Gözlerini kaçırdı.

"Kalk odana götüriyim." Soğuk ses tonuna karşı alayla güldüm.

"Hiçbiryere gelmiyorum!"

Bu kendimden emin tavrıma karşı şaşırmış olacakki dudak büzdü.

"Vay.. yürek yemişsin. Daha demin geberiyordun lan havalara girme!"

"Lanet olsun! Neden verdin ilacı? Geberseydimde kurtulsaydım. En azından senin gibi bir piç tarafından kurtarılmış olmazdı hayatım!"

Yanğımdaki ani acıyla yere yığıldım. Elimi yanan yanağıma götürdüm dişlerimi sıkarak. Ben daha önce annemden bile bir fiske yememişken, ona mı düştü bunu yapmak?

Başımda sert birşey dayanınca başımı kaldırdım. Gözleri sinirden laciverte bürünmüştü. Ama niye bu umrumda değildi? Niye başıma silah dayamış olması umrumda değildi?

"Kalk!" Gür sesi irkilmeme sebep olsada kılımı kıpırdatmadım.

"Sana kalk dedim!"

"Bana emir vermek sana düşmedi."dedim iç ruhuma zıt ve sakin bir sesle.

"Yok vallaha bu yürek yemiş!" Kolumdan sertçe tutup duvara doğru fırlatmıştı bedenimi. Ağzımdan ufak bir inilti kaçsada aldırış etmedim.
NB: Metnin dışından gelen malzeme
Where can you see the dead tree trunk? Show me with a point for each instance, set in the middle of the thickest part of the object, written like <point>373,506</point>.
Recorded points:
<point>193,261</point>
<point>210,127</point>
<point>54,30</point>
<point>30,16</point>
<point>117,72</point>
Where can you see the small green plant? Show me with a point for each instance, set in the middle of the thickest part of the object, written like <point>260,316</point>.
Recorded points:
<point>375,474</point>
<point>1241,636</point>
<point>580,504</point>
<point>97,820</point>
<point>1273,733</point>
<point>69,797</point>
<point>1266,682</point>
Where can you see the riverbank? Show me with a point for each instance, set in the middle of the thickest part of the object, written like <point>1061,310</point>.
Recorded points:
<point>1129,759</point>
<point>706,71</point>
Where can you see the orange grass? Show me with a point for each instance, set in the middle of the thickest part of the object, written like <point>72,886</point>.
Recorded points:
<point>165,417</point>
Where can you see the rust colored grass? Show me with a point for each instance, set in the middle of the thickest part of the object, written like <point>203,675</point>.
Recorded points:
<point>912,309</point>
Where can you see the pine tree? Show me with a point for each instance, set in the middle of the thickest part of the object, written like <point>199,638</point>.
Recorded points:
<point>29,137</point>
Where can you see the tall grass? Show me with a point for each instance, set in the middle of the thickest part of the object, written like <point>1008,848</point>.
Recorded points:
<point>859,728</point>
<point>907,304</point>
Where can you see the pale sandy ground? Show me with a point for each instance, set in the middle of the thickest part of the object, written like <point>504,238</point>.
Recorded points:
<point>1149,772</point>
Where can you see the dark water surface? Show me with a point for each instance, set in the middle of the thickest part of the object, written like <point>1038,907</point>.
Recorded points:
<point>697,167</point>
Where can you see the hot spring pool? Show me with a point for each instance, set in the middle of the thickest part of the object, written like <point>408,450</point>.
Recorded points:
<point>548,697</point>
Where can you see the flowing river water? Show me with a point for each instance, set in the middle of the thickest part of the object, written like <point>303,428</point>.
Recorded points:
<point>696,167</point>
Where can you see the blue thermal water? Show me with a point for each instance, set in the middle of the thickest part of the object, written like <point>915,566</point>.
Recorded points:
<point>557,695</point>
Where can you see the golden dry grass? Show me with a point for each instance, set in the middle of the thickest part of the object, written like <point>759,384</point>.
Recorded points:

"Yürü." ona yaklaşarak silahını alnıma dayadım.

"Yalvarırım sık.."

Ona yalvarmıştım. Gözlerinin en derinliklerine bakarak yalvarmıştım.Gözlerini birkaç saniye benimkilerden ayırmasada biraz sonra benden uzaklaşıp silahını beline koymuştu. Ardından kolumu kavrayıp beni, hayatımı bitiren, odadan çıkarmıştı.

Bedenimi sertçe küçük bir odaya savurduktan sonra kapıyı kapatıp kilitlemişti. Odada bulunan iki yatağın birine oturup dizlerimi kendime çekmiştim. Annemler. Aklıma gelen tek şey Gamze ve Annemdi. Deliye dönmüşlerdir şimdi. Onları düşünmemek adına başka şeylere odaklanmaya çalıştım.

Odayı incelemeye başladım. Loş bir ışığa sahipti. Benim için kötüydü. Ben karanlıktan nefret ederdim. Karanlık bir insana verilebilicek en büyük cezadır bence. Sonra benim oturduğum yatağın solunda birtane daha yatak olduğunu, fakat onun üzerinde eşya olduğunu gördüm. Birisi daha kalıyordu anlaşılan bu odada.

Bunu düşününce onu burda tuttukları geldi aklıma. Bendemi sürekli burda kalmak zorundaydım? O pisliğin dediği gibi 'birdahaki" sefer olacakmıydı?

Düşüncelerimden sıyrılma sebebim, hoyratça açılan bir kapıydı. Bir kaba adam benim kadar narin, kırılgan bir kızı, Alinin bana yaptığı gibi, yere fırlattı. Kapıyı yeniden kapatınca hızla ayağa kalktım ve kıza yardım etmeye çalıştım.

"Dokunma!"

"Şiii.. sakin ol. Bak ben sana zarar vermem."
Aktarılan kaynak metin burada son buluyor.